Dan saya juga penasaran kenapa bisa dinamakan lesehan Tymas, lalu saya bertanya lagi kepada ibunya, "Nama Tymas sebenarnya terinspirasi dari nama anak saya sendiri mas, tyo dan dimas. jadi klo digabung jadinya tymas," tutur ibunya.
Menu yang tersedia disini sebenarnya sama dengan lesehan-lesehan pada umumnya seperti ayam ,lele, tempe, tahu, terong dan telor. Yang spesial dari lesehan ini adalah bakar dan kremesannya.

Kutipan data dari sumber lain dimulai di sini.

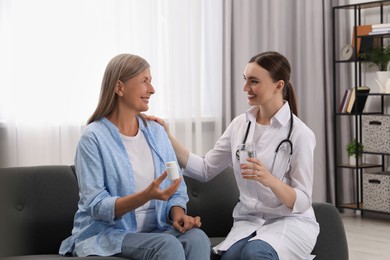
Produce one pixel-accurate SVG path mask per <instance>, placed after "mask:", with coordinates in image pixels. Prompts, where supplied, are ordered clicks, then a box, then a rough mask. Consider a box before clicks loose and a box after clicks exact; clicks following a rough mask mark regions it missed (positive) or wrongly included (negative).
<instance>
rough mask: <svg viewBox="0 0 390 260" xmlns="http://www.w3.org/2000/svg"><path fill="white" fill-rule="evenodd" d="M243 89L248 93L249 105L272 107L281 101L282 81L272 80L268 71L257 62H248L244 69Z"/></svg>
mask: <svg viewBox="0 0 390 260" xmlns="http://www.w3.org/2000/svg"><path fill="white" fill-rule="evenodd" d="M244 80H245V84H244V91H245V92H247V93H248V96H247V97H248V104H249V105H250V106H256V105H258V106H264V107H273V106H274V105H276V104H279V103H283V95H282V90H283V86H284V81H283V80H279V81H276V82H273V79H272V78H271V76H270V74H269V72H268V71H267V70H265V69H263V68H262V67H260V66H259V65H258V64H257V63H255V62H251V63H248V64H247V66H246V68H245V71H244Z"/></svg>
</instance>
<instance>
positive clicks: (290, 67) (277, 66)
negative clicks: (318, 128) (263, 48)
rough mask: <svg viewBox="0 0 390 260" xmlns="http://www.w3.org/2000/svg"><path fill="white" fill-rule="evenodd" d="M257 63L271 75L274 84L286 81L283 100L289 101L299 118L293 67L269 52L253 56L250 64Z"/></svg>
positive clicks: (283, 58)
mask: <svg viewBox="0 0 390 260" xmlns="http://www.w3.org/2000/svg"><path fill="white" fill-rule="evenodd" d="M252 62H256V64H257V65H259V66H260V67H262V68H263V69H265V70H266V71H268V72H269V74H270V75H271V78H272V80H273V82H276V81H278V80H283V81H284V88H283V99H285V100H287V101H288V104H289V105H290V109H291V111H292V112H293V113H294V115H296V116H298V109H297V101H296V98H295V92H294V88H293V86H292V84H291V83H290V74H291V66H290V63H289V62H288V60H287V59H286V57H284V56H283V55H282V54H280V53H278V52H275V51H268V52H263V53H260V54H257V55H256V56H253V57H252V58H251V59H250V60H249V63H252Z"/></svg>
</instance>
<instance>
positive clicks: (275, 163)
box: [150, 52, 319, 260]
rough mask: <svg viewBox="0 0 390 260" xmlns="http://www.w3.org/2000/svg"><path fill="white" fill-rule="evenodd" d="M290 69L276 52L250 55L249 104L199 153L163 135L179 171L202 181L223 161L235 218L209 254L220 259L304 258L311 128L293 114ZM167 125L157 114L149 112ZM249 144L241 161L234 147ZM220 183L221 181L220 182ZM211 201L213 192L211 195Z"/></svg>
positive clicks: (312, 165) (168, 129) (235, 147)
mask: <svg viewBox="0 0 390 260" xmlns="http://www.w3.org/2000/svg"><path fill="white" fill-rule="evenodd" d="M290 73H291V67H290V64H289V62H288V60H287V59H286V58H285V57H284V56H283V55H281V54H279V53H277V52H265V53H261V54H258V55H256V56H254V57H253V58H252V59H250V61H249V63H248V64H247V66H246V68H245V71H244V87H243V90H244V91H245V92H246V93H247V100H248V104H249V105H250V106H251V108H250V109H249V110H248V111H246V112H245V113H243V114H241V115H239V116H237V117H236V118H235V119H234V120H233V121H232V122H231V123H230V125H229V127H228V128H227V129H226V131H225V132H224V134H223V135H222V136H221V138H220V139H219V140H218V141H217V142H216V144H215V146H214V148H213V149H212V150H210V151H209V152H208V153H207V154H206V155H205V157H200V156H197V155H195V154H192V153H190V152H188V150H186V149H185V148H184V147H183V146H182V145H181V144H180V143H178V141H177V140H175V138H174V137H173V136H172V135H171V134H169V136H170V140H171V142H172V144H173V147H174V149H175V153H176V155H177V157H178V159H179V163H180V164H181V166H182V167H183V168H184V169H185V172H184V174H185V175H187V176H190V177H192V178H195V179H197V180H200V181H204V182H207V181H209V180H210V179H212V178H214V177H215V176H216V175H217V174H218V173H220V172H221V171H222V170H223V169H224V168H226V167H227V166H228V165H232V166H233V168H234V173H235V178H236V180H237V184H238V188H239V190H240V198H239V202H238V203H237V205H236V207H235V209H234V211H233V217H234V224H233V227H232V229H231V231H230V233H229V234H228V236H227V237H226V239H225V240H224V241H223V242H222V243H220V244H219V245H217V246H215V247H214V248H213V250H214V252H216V253H218V254H222V259H224V260H226V259H234V260H236V259H245V260H248V259H283V260H285V259H287V260H293V259H308V258H309V257H310V253H311V252H312V250H313V248H314V245H315V243H316V239H317V235H318V233H319V225H318V223H317V221H316V218H315V215H314V211H313V209H312V191H313V175H314V173H313V154H314V148H315V144H316V141H315V136H314V133H313V132H312V131H311V130H310V129H309V128H308V127H307V126H306V125H305V124H304V123H303V122H302V121H301V120H300V119H299V118H298V117H297V109H296V101H295V94H294V90H293V87H292V85H291V83H290ZM150 118H151V119H152V120H156V121H158V122H159V123H160V124H162V125H164V126H165V129H166V131H167V132H168V133H169V129H168V126H167V125H166V124H165V123H164V121H163V120H162V119H160V118H156V117H150ZM249 142H251V143H254V144H255V150H256V157H255V158H248V159H247V161H246V163H241V164H240V160H239V155H240V152H239V151H238V150H239V148H238V147H239V145H240V144H242V143H249ZM221 189H223V187H221ZM210 199H212V198H210Z"/></svg>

Sambal yang disediakan cuma ada satu jenis yaitu sambal matang. Eits jangan salah sambal matang di sini tenyata juga pedas dan cocok untuk kalian para penikmat sambal.
Sembari menunggu makanan matang, saya juga bertanya kepada bu Lilah tentang Covid-19,apakah mempengaruhi pendapatan warung tersebut.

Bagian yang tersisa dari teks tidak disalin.